Brexit bump instills no confidence among bond traders

24 Jul, 2016

Even after a good quarter, optimism is hard to find on Wall Street's bond trading floors. Revenue from fixed income, currency and commodities trading at the five biggest US banks rose 21 percent to $13.1 billion in the second quarter from a year earlier, Reuters calculated from their reported results.
The banks benefited from Britain's surprise vote to leave the European Union, which rippled across global markets and led to record currency volumes for some big banks. But executives say that bump in activity was short-lived. Although markets have not ground to a halt, activity so far in the third quarter has not been robust. Some upcoming monetary policy decisions may spur more action, but Wall Street is unsure that this will be a turnaround year for bond trading.
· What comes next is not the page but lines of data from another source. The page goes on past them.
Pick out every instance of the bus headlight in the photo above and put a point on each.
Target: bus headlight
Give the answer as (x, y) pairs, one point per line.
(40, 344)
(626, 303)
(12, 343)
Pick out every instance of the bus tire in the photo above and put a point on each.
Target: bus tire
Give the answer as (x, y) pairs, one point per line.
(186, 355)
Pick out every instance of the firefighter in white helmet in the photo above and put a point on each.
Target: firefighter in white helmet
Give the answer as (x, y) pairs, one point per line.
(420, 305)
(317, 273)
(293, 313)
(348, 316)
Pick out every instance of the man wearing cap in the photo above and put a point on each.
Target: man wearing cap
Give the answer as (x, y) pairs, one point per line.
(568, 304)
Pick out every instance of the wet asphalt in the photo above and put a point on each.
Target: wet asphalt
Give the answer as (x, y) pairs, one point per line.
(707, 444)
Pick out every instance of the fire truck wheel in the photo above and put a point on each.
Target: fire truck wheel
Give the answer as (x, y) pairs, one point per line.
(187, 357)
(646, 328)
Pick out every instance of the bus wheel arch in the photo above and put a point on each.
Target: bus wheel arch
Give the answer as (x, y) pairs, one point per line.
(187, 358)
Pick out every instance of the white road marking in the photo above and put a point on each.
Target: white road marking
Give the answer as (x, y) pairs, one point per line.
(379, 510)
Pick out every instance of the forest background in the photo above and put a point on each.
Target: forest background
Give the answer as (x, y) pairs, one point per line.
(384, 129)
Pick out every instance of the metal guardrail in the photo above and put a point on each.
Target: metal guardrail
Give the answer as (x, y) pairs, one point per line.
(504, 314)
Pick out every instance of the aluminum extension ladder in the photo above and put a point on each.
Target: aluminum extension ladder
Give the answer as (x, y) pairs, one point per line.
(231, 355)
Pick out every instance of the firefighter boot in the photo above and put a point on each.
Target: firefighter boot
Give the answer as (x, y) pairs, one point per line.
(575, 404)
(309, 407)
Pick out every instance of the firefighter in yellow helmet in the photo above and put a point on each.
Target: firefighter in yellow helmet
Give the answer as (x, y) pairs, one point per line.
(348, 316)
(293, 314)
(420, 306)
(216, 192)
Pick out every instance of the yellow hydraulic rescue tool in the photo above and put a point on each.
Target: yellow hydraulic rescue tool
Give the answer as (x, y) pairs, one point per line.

"We aren't buying into it just yet," said Keefe, Bruyette & Woods analyst Brian Kleinhanzl. "The environment is fragile because if there is just one negative event, investors will move to the sidelines." Apart from an odd quarter here and there, top bankers have watched bond trading revenue grind lower for about seven years, partly because investors have been parked on those sidelines. Also, new regulations on proprietary trading, derivatives and capital have restricted what banks can do in bond markets, making the business less lucrative.
From 2009 to 2015, annual revenue from bond trading at J.P. Morgan Chase & Co, Citigroup Inc, Goldman Sachs Group Inc, Bank of America Corp and Morgan Stanley dropped 44 percent to $34 billion. Those banks' results through the second quarter show bond trading down slightly for the first half of 2016. "There's been lots of adjustment in the fixed-income industry over the past several years," Thomas Hartnett, Mizuho's head of fixed income sales and trading, said in an interview. "Fortunately, this gives us a clearer picture of the 'new normal.'"
Trading volumes could get a lift this summer from a much-anticipated Bank of England meeting or from actions by Japan's central bank to spur that nation's economy. But on conference calls to discuss second-quarter results, senior bank executives largely shied away from making predictions about fixed income markets' resilience in the second half of the year. In fact, even though the Brexit vote provided a momentary boon for trading, such an event is what spooks investors in the first place, said Goldman Chief Financial Officer Harvey Schwartz.